My feeling on this is that versioning explicitly in the protocol adds
clarity and some small level of compatibility.  Different auth and token
endpoints are easy, what's harder is supporting multiple protocols on
the same protected resource.  It's on the protected resource I'd like to
see some clearer protocol version spec so I'm not having to figure out
from the variable names which protocol it is.

> -----Original Message-----
> From: oauth-boun...@ietf.org [mailto:oauth-boun...@ietf.org] 
> On Behalf Of Eran Hammer-Lahav
> Sent: Thursday, July 01, 2010 9:36 AM
> To: Rob Richards; OAuth WG (oauth@ietf.org)
> Subject: Re: [OAUTH-WG] Versioning
> 
> Hi Rob,
> 
> > -----Original Message-----
> > From: Rob Richards [mailto:rricha...@cdatazone.org]

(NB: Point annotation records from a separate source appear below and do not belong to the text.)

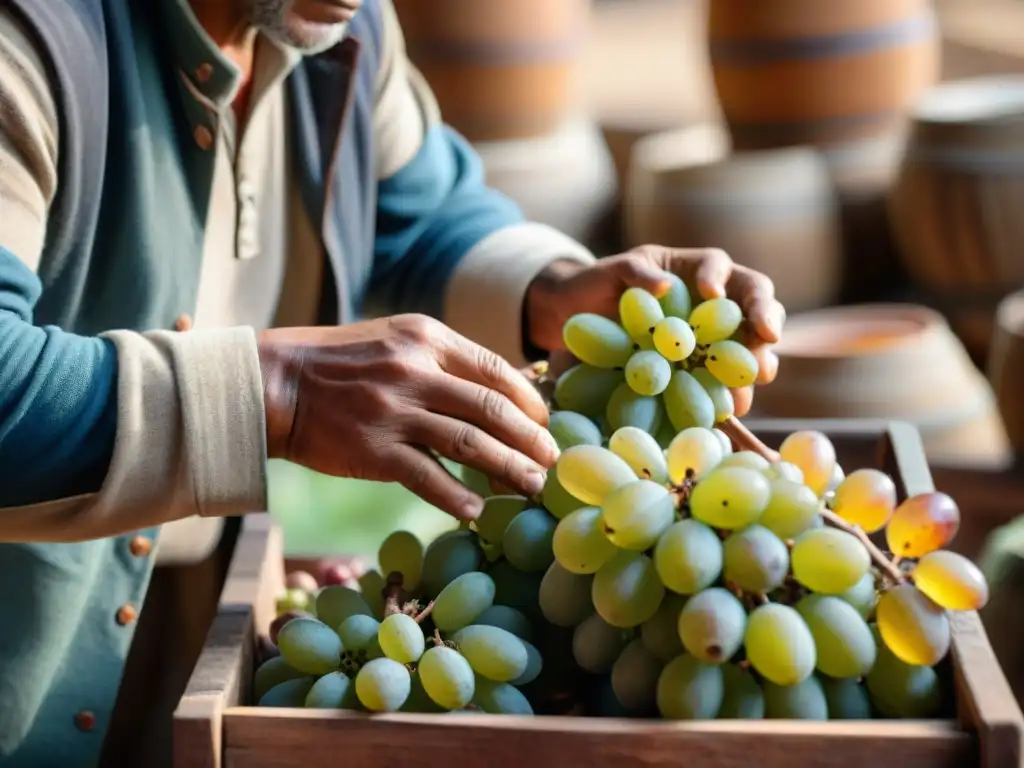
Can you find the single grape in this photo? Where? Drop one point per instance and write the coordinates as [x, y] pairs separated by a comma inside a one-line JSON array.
[[755, 559], [627, 591], [688, 557], [446, 677], [803, 700], [912, 627], [951, 581], [844, 642], [691, 454], [565, 596], [828, 560], [687, 403], [923, 523], [815, 456], [730, 498], [779, 644], [674, 339], [636, 515], [712, 625], [492, 651], [590, 473], [570, 429], [597, 341], [690, 689]]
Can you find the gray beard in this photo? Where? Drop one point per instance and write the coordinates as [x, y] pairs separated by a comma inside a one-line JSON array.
[[273, 18]]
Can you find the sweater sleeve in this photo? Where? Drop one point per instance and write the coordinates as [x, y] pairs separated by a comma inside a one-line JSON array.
[[448, 245]]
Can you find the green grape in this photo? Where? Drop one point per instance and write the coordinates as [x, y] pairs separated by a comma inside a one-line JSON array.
[[779, 645], [687, 403], [272, 672], [634, 678], [715, 320], [659, 634], [792, 509], [310, 646], [828, 560], [591, 472], [742, 698], [627, 409], [690, 689], [596, 644], [446, 677], [692, 453], [712, 626], [492, 651], [448, 558], [334, 691], [527, 541], [803, 700], [688, 557], [639, 311], [674, 339], [463, 600], [402, 552], [732, 364], [358, 632], [585, 389], [730, 498], [636, 515], [570, 429], [845, 645], [335, 604], [627, 590], [597, 341], [755, 559], [289, 694], [847, 699], [721, 395], [500, 698], [641, 452], [676, 302], [914, 629]]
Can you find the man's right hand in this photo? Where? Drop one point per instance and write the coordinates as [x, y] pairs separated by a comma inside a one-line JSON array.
[[368, 399]]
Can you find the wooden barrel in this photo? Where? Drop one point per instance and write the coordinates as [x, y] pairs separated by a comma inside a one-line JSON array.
[[500, 70], [888, 361], [1006, 367], [772, 210], [793, 72], [957, 206]]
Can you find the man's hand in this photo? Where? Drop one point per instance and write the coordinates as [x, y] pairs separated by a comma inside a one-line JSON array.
[[369, 399], [567, 288]]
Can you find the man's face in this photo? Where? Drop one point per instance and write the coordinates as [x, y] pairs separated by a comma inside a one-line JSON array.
[[309, 26]]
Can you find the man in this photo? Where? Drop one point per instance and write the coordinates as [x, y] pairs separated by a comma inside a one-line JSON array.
[[236, 166]]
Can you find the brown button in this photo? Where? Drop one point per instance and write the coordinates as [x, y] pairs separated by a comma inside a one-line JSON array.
[[203, 136], [126, 614], [140, 546]]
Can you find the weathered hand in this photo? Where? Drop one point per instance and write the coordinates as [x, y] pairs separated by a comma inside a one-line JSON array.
[[567, 288], [368, 399]]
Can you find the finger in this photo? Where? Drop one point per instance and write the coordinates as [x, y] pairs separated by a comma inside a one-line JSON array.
[[424, 476], [471, 446], [492, 412]]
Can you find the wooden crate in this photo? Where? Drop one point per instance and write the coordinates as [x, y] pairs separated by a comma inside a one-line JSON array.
[[215, 727]]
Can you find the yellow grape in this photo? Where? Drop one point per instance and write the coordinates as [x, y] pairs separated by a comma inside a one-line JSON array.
[[923, 523], [828, 561], [951, 581], [866, 498], [732, 364], [815, 456], [597, 341], [913, 628]]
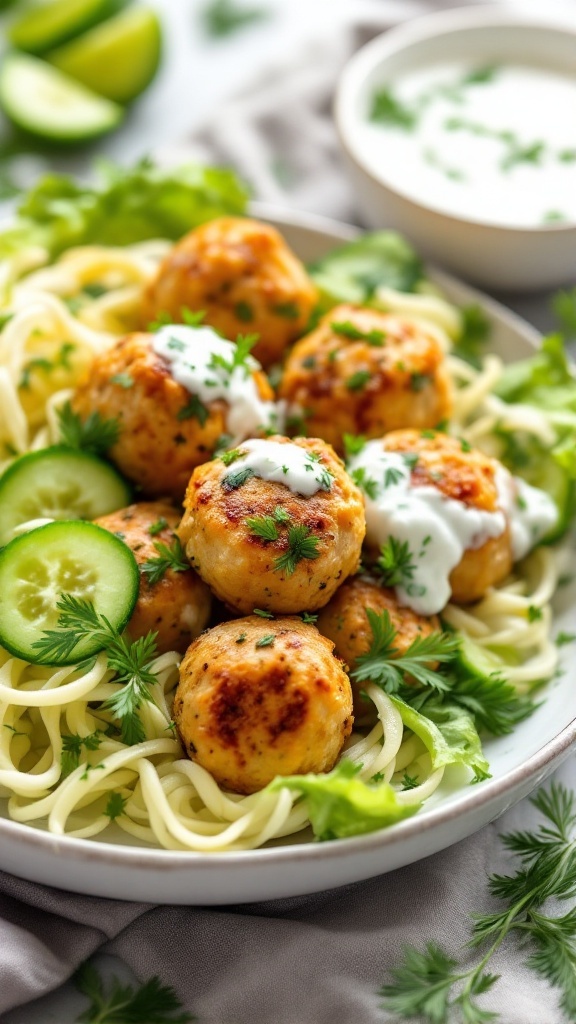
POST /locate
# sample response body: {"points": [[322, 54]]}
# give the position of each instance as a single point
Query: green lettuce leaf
{"points": [[449, 734], [123, 207], [353, 272], [341, 805]]}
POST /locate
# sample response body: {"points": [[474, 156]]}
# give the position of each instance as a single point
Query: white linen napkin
{"points": [[317, 960]]}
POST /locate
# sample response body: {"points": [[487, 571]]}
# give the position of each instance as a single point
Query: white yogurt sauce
{"points": [[531, 512], [502, 151], [296, 468], [439, 529], [190, 353]]}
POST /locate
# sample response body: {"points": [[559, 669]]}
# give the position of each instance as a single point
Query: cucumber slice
{"points": [[42, 26], [477, 662], [41, 100], [117, 59], [58, 483], [76, 558]]}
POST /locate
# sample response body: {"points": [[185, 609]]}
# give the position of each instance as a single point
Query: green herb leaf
{"points": [[169, 557], [301, 544], [152, 1003], [94, 434]]}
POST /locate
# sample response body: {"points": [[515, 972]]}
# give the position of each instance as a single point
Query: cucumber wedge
{"points": [[118, 58], [57, 483], [76, 558], [43, 101], [45, 25]]}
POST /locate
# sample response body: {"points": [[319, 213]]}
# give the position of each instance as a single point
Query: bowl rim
{"points": [[428, 27]]}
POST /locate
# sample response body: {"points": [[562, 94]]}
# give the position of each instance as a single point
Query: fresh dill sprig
{"points": [[131, 663], [429, 984], [72, 747], [301, 544], [171, 557], [94, 434], [396, 564], [152, 1003], [383, 666]]}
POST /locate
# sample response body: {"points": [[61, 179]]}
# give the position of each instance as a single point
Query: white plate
{"points": [[519, 762]]}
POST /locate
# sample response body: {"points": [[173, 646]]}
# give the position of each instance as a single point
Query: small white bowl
{"points": [[489, 253]]}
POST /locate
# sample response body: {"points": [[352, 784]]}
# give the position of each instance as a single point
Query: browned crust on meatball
{"points": [[239, 565], [259, 698], [159, 443], [345, 623], [345, 385], [244, 276], [177, 606]]}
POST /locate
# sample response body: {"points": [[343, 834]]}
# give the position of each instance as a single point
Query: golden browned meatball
{"points": [[175, 604], [365, 372], [244, 276], [344, 622], [438, 507], [277, 525], [259, 698], [165, 430]]}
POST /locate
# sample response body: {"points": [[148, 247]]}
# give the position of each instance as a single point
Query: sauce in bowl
{"points": [[492, 143]]}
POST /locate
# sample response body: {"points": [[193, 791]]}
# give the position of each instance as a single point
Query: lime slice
{"points": [[43, 101], [45, 25], [118, 58]]}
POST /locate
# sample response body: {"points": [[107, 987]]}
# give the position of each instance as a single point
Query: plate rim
{"points": [[147, 858]]}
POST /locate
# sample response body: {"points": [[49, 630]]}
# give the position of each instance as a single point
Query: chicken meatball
{"points": [[437, 507], [244, 276], [274, 524], [174, 603], [344, 622], [166, 428], [259, 698], [365, 372]]}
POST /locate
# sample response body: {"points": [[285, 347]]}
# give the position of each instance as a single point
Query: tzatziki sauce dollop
{"points": [[438, 529], [204, 364], [295, 467]]}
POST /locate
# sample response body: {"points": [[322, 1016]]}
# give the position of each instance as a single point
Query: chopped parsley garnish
{"points": [[348, 330], [359, 380], [287, 309], [244, 311], [156, 527], [383, 666], [196, 410], [168, 558], [301, 544], [72, 748], [266, 641], [263, 526], [396, 563], [365, 482], [131, 663], [94, 434], [123, 380], [354, 444], [236, 479], [386, 109]]}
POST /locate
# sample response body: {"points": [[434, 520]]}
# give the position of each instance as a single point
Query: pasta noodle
{"points": [[59, 316]]}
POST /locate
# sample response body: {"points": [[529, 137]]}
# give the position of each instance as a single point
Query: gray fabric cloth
{"points": [[319, 960]]}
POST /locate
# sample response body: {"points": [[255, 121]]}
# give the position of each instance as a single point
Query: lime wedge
{"points": [[117, 58], [43, 101], [48, 24]]}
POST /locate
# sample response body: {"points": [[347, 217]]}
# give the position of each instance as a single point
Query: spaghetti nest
{"points": [[63, 764]]}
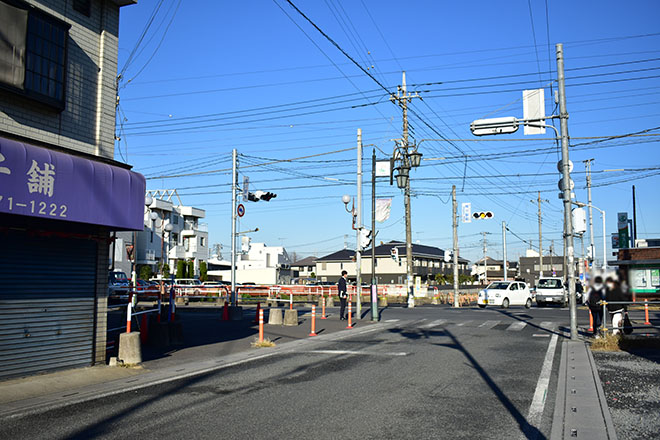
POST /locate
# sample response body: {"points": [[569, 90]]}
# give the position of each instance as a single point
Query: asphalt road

> > Sent: Thursday, July 01, 2010 3:26 AM
> > To: OAuth WG (oauth@ietf.org); Eran Hammer-Lahav
> > Subject: Versioning
> > 
> > Versioning is still something that needs to be addressed 
> before being 
> > being able to consider the draft core complete.
> 
> Versioning rarely works because when you define it, you have 
> no idea what the requirements will be for the next version. A 
> good example is the OAuth 1.0 version parameter. When we 
> worked to revised 1.0 into 1.0a, we had a long debate on 
> changing the protocol version number. We had a hard time 
> agreeing on what the version meant and what was it a version 
> *of*: the signature method or the token flow.
> 
> If this protocol will require significant changes in the 
> future that go beyond its extensibility support, such a new 
> version will need to use different endpoints (token or 
> end-user authorization) and/or different HTTP authentication scheme.
> 
> If you want to discuss versioning, you must provide your 
> requirements for such a feature, and clearly show how they 
> are not served by the current extensibility proposal.
> 
> > On this I'm still of the opinion that at the very minimum you will 
> > need to require an oauth_version parameter for the resource 
> endpoints, 
> > if not also for the others as well.
> 
> I think the difficulty of differentiating a 1.0 from a 2.0 
> protected resource request is exaggerated. As said before, 
> you can tell the difference based on the presence of other 
> parameter (oauth_signature_method), or by examining the 
> provided token (assuming you issue different tokens for each 
> version). The argument that a 2.0 request can also be a 
> malformed 1.0 request is silly. I have yet to hear about that 
> level of incompetence for a 1.0 developer (and I've heard 
> about a lot) - omitting every other required parameter.
> 
> At most, I'm open to renaming the oauth_token parameter to 
> something else (oauth_access_token, oauth.token, oauth-token, 
> etc.) but I think even that is not needed.